# Directional Loudspeakers



## Sandro Gomes (Jul 8, 2009)

Does anyone here, ever worked with them?

They are very common in Museums Exhibits. The most usual is the Dome Speaker.

I never used them in any installation, but I've seen it working in some Exhibits and my first impression was that it doesn't do what it says, but with some more observation i realized that the floor was sound reflective throwing away some hundred dollars :spend:

Now someone asked info about this kind of sound installation and I wanna know if someone knows about it here.

Thanks


----------



## Kirill (Apr 14, 2010)

I've seen those Dome Speakers at CBC building in Toronto. It was an interesting experience. First of all the system turns on when you enter the area of sensors, but I believe this staff works pretty much on more or less closer distances. Say a 2-3 meters around it. Or most likely underneath them. I believe it works like a parabolic microphone in a reverse way. Thus the Hemispherical shape of the speaker concentrates most of the reflections within the hemisphere, thus driving the sound more direct compare to a regular speaker. Interesting piece, but not too sure if it's worth the money... I also heard about a laser speakers as well that can follow the listener within the range of the sensors. Not too sure how much that system is developed but maybe try to research if you are interested in that. Apparently it's much more direct than Dome speakers, it's kind of like a sound walks with you together 

Kirill


----------



## Kirill (Apr 14, 2010)

Also check this out as well.

http://www.browninnovations.com

Brown Innovations Inc.
Chicago-Sales & Marketing
1545 W. Nelson, Suite 1R
Chicago, IL 60657

Boston-Engineering & Manufacturing
369 Congress Street
Boston, Massachusetts 02210

Phone: 773-477-7500
Fax: 773-477-7501


----------



## PepAX7 (Mar 11, 2008)

I was curios about some of the pro line of "steerables" like the "Iconyx" from Renkus Heinz.

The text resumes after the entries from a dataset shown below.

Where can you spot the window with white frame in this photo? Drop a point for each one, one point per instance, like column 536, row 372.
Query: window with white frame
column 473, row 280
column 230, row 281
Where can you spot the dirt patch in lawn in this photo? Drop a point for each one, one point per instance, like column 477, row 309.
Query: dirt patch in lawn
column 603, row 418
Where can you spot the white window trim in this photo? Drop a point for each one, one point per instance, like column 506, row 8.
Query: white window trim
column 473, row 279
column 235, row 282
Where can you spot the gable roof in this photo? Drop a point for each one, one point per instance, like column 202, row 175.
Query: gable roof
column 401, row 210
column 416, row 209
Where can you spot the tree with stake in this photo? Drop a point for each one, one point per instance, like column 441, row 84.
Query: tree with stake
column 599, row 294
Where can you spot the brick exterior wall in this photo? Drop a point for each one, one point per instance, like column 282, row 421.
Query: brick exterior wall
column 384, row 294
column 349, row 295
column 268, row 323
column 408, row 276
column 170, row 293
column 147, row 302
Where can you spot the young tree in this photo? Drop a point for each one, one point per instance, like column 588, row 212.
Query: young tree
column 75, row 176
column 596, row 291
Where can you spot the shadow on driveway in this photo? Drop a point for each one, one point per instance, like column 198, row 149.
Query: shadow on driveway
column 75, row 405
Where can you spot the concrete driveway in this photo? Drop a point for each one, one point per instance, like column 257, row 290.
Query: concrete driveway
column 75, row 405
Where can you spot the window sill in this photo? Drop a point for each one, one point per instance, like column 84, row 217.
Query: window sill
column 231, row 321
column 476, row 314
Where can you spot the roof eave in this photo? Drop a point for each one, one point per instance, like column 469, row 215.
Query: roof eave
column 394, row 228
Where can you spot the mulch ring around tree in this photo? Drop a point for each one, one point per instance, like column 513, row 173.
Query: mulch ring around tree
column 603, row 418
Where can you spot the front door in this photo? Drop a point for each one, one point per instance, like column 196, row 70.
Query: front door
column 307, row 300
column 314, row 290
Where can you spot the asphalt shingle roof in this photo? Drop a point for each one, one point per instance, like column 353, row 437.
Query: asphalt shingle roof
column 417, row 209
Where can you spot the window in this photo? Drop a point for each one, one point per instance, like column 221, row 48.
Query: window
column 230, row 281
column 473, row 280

http://www.renkus-heinz.com/loudspeakers/iclive/index.html

I think these are used for FOH and am curious if they're "long throw" capable and such? I'm gonna see the literature available.

Pep


----------



## 1Michael (Nov 2, 2006)

When Altec was designing the mantaray horn they found they could control the directivity of the sound. All speakers are designed with directivity or dispersion in mind...


----------



## Kirill (Apr 14, 2010)

buggers said:


> When Altec was designing the mantaray horn they found they could control the directivity of the sound. All speakers are designed with directivity or dispersion in mind...


Altec doesn't seem to be in existence any more though as a company... I'm not sure, but I didn't find any official web site, notta... 

Kirill :blink:


----------



## PepAX7 (Mar 11, 2008)

Does anyone have any technical resources on "How" they actually do the steering? I know you can do some "phase" things with horns and I know there are long throw and short throw, but steering, to me, implies multiple drivers.

Anybody?

Pep


----------



## Kirill (Apr 14, 2010)

Actually when you go to the "Iconyx" page, they have some staff there about the speaker controls as well as specs and etc. I think steering is performed via software of some sort that comes with those speakers. 

Pep, By steering you are talking about controlling the directionality of the speakers right?

Kirill


----------



## PepAX7 (Mar 11, 2008)

Yes... I'm thinking of actually placing the sound beam left or right of diaphragm center. Also, throw distance could come into play also.

I know sound companies do this for the balcony people but they are usually long-throw horn cabinets that can be directed towards them and not the floor crowd.

Pep


----------



## Kirill (Apr 14, 2010)

PepAX7 said:


> ...companies do this for the balcony people but they are usually long-throw horn cabinets that can be directed towards them...Pep


I see what you saying. I believe the directionality isn't manual. At least from the way it looked on a web site.
There is a software that comes with those cascading "Iconyx" that's definitely.Look at the page more carefully they have a lot of info on those speakers there.

Kirill


----------